THE chances of Scotland securing a special deal to avoid the worst of Brexit may be slim – but no-one should blame Nicola Sturgeon for trying.
The plans unveiled by the First Minister at Bute House yesterday set out first the case for the whole of the UK remaining a member of the single market and then a plan for Scotland to stay in the single market if the rest of the UK left – which would involve membership of the European Free Trade Area (Efta) and the European Economic Area (EEA) but, Ms Sturgeon stressed, no need for a “hard” border with England.
The First Minister made clear the proposals in the document were not her ideal way forward. She believes the UK would be best off staying in the EU and Scotland best off as an independent country within the EU. The ideas she presented in the document “Scotland’s Place in Europe” are a compromise, she acknowledged.
But, it is worth noting, they are also the first plans published anywhere in the UK offering a potential route ahead over Brexit.

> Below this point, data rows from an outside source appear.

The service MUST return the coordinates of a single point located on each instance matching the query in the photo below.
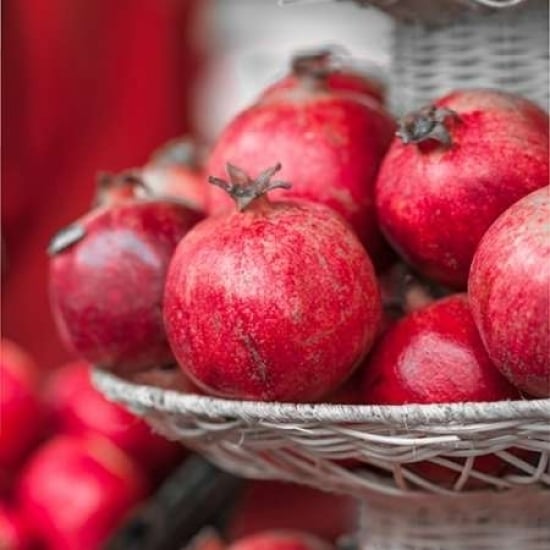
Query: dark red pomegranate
(15, 533)
(76, 491)
(21, 407)
(453, 169)
(509, 290)
(107, 273)
(272, 301)
(176, 171)
(333, 66)
(80, 409)
(281, 540)
(329, 143)
(435, 355)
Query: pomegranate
(15, 534)
(332, 65)
(107, 274)
(435, 355)
(21, 409)
(76, 491)
(175, 171)
(454, 167)
(284, 539)
(329, 143)
(509, 291)
(80, 409)
(273, 301)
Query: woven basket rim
(138, 395)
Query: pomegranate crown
(113, 188)
(426, 123)
(243, 189)
(318, 63)
(182, 151)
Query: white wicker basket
(507, 50)
(313, 444)
(371, 451)
(442, 45)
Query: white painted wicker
(506, 50)
(370, 452)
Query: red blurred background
(87, 86)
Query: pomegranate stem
(243, 189)
(427, 123)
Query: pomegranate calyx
(425, 124)
(243, 189)
(182, 151)
(319, 63)
(312, 68)
(114, 188)
(65, 238)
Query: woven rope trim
(439, 12)
(409, 416)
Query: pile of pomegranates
(321, 239)
(72, 464)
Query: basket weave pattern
(352, 449)
(507, 50)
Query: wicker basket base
(515, 520)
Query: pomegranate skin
(508, 289)
(329, 144)
(283, 539)
(21, 408)
(331, 66)
(436, 201)
(106, 284)
(79, 409)
(435, 355)
(277, 302)
(76, 491)
(15, 534)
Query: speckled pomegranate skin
(329, 144)
(434, 355)
(177, 182)
(435, 203)
(278, 302)
(338, 80)
(283, 539)
(106, 288)
(509, 290)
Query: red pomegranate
(273, 301)
(15, 534)
(453, 169)
(332, 65)
(79, 409)
(107, 275)
(281, 540)
(435, 355)
(175, 171)
(21, 408)
(329, 143)
(76, 491)
(509, 292)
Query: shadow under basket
(458, 476)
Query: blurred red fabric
(87, 86)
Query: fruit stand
(305, 354)
(370, 451)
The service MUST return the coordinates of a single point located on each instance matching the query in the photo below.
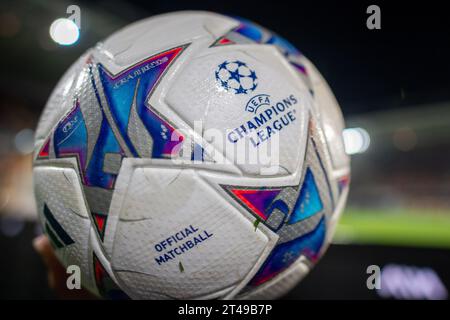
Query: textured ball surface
(191, 155)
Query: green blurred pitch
(403, 227)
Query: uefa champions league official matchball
(191, 156)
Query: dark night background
(378, 76)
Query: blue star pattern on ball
(236, 76)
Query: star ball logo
(236, 76)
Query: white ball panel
(178, 202)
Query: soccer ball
(191, 155)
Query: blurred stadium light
(64, 31)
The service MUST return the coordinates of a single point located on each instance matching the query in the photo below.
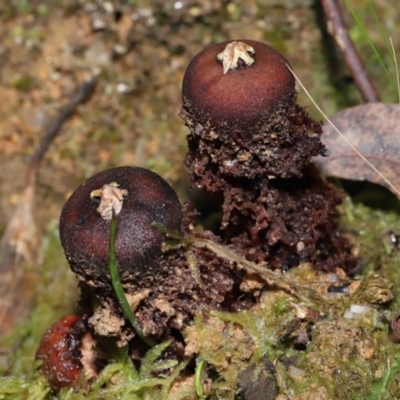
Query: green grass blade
(116, 283)
(370, 42)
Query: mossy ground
(53, 48)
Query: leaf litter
(359, 357)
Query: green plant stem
(370, 42)
(117, 285)
(197, 380)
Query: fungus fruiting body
(139, 197)
(161, 288)
(251, 144)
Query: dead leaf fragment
(374, 130)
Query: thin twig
(338, 29)
(379, 173)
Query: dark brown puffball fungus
(251, 144)
(162, 288)
(245, 122)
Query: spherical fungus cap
(246, 93)
(84, 233)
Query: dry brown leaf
(374, 130)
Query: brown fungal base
(278, 147)
(276, 207)
(286, 222)
(166, 298)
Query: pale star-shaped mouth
(231, 54)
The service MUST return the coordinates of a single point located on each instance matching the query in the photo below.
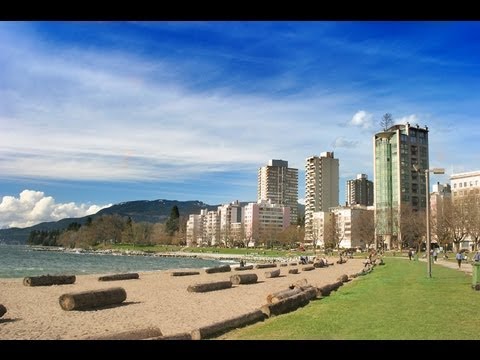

While the UK government has hidden behind Theresa May’s mantra that “Brexit means Brexit” and the Cabinet ministers most closely involved in the withdrawal from the EU have shown themselves at odds with each other or been slapped down by the Prime Minister for their comments, Ms Sturgeon and her team have been working away to come up with specific proposals to put forward which they believe could help mitigate the impact of Brexit.
The possibility of a second independence referendum is still there in the background. Ms Sturgeon – who described a fresh vote as “very likely” after the Brexit result – said she had not changed her mind “one iota” on the issue.
But she also insisted she wanted to give the UK government the chance to consider her proposals before trying to move ahead on the referendum option.
The First Minister said her plan offered a “flexible” approach that took into account the needs of different parts of the UK, put forward in good faith.
There have been mixed messages from the UK government on this, as with much else.
On her first trip to Scotland as PM, back in July, Mrs May told the First Minister she was “willing to listen to options” about Scotland’s relationship with Europe.
In a phone call ahead of yesterday’s plans being unveiled, the Prime Minister told Ms Sturgeon she would “look very seriously” at the proposals.
But in the meantime, Chancellor Philip Hammond came to Edinburgh and appeared to rule out a special Brexit deal for Scotland, saying it was “not realistic”.
And after Ms Sturgeon published her paper yesterday, Mrs May seemed to play down the prospects of a separate deal, saying “there may be proposals that are impractical”.
Ms Sturgeon readily accepts the proposals she has put forward would not be easy but, as she says, almost every aspect of Brexit has its own complexities and complications.
And she believes they can mostly be overcome if there is the political will. “Everything about Brexit is difficult and challenging.
“This is about trying to find a sensible way through it.”
If she is right and what is at stake is Scotland’s future prosperity – jobs, investment, trade and standards of living – she would be failing in her duty if she did not try to find a path through the Brexit morass.